At 10am I take my last required yoga class for training. This Saturday marks the end of my training, it will be our last weekend together. I am beginning to feel it more each and every day, I am really sad that is over. I really don’t want it to end, it has been such a fantastic experience.
I will admit that a part of my sadness comes from fear. I am afraid that if I don’t have these weekends at the studio anymore, then I will slip back into the ‘old’ me right away. There was nothing wrong with the old me, I just like the new me so much better. Of course this is probably not reality, but it is an old feeling I can’t shake this week.

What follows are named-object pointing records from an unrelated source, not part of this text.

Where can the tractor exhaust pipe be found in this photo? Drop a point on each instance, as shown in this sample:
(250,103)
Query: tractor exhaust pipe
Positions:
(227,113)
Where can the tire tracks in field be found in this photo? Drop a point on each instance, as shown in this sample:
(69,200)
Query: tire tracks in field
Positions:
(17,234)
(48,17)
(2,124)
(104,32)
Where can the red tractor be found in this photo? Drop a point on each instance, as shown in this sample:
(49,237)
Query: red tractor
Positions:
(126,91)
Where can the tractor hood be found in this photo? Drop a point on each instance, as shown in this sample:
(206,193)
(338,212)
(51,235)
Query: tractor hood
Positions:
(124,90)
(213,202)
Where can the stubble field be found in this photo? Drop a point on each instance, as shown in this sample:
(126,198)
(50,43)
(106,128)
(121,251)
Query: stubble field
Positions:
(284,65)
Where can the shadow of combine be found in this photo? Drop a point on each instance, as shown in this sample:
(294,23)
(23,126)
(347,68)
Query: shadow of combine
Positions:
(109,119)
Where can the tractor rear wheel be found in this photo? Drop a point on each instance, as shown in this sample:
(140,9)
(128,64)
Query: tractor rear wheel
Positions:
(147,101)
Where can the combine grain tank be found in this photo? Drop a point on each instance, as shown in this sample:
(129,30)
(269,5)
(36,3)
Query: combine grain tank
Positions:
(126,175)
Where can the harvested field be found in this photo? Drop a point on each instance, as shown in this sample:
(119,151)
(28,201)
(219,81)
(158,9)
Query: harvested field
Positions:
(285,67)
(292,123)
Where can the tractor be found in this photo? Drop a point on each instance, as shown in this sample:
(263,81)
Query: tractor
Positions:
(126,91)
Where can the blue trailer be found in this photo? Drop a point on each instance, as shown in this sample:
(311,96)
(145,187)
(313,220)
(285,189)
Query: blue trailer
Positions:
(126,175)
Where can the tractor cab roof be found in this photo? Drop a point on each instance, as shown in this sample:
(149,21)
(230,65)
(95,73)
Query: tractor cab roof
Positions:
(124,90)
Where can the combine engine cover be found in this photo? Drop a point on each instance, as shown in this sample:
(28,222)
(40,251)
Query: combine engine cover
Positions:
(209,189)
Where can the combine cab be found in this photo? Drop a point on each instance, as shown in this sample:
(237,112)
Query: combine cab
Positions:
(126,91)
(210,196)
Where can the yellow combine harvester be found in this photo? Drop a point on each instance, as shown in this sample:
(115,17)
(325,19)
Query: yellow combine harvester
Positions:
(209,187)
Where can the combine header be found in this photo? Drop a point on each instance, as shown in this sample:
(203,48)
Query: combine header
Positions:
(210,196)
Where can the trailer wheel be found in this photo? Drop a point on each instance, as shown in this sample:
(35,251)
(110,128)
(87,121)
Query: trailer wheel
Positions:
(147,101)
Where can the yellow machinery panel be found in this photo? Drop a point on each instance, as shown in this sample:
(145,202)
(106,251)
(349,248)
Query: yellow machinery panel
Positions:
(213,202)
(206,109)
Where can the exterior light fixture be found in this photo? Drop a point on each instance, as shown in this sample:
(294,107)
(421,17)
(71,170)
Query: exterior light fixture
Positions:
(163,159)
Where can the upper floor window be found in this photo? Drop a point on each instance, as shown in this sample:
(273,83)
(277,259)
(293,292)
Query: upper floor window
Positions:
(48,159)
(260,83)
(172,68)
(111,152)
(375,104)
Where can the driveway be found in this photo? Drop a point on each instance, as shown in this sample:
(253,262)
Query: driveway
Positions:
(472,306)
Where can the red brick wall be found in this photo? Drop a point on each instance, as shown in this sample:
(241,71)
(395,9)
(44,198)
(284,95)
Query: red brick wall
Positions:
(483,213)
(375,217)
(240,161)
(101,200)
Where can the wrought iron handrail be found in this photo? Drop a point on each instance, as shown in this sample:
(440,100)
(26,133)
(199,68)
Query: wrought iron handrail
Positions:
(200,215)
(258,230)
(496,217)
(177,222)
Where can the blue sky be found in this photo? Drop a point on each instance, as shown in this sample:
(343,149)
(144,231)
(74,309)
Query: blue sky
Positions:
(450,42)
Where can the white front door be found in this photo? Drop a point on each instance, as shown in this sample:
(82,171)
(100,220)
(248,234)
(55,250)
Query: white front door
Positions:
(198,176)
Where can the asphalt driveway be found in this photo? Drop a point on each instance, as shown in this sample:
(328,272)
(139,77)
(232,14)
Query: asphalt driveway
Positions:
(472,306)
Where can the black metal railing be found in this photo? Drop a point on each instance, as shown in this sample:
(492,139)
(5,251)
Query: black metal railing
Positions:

I am pretty amazed that I made this all happen. I am proud of myself for sticking it through no matter what came my way. This has been a dream for me. The people I shared this training with have forever impacted my life. There are no accidents in life, we were all meant to be together at this time. I learned so much about myself in this training. I more self-aware now than I have ever been before. When I look into the eyes of the 24 people I shared this journey with I see pure bliss. I love each and every one of them for being in my life. I wish I could explain what it is like to be in a room with 24 other people who share your same passion and are on the same journey as you are, it is powerful. We are a powerful bunch.
My life is so much better with these 24 people in it. I am so much better for having this experience on my journey. My family is so much better because I am the best version of myself.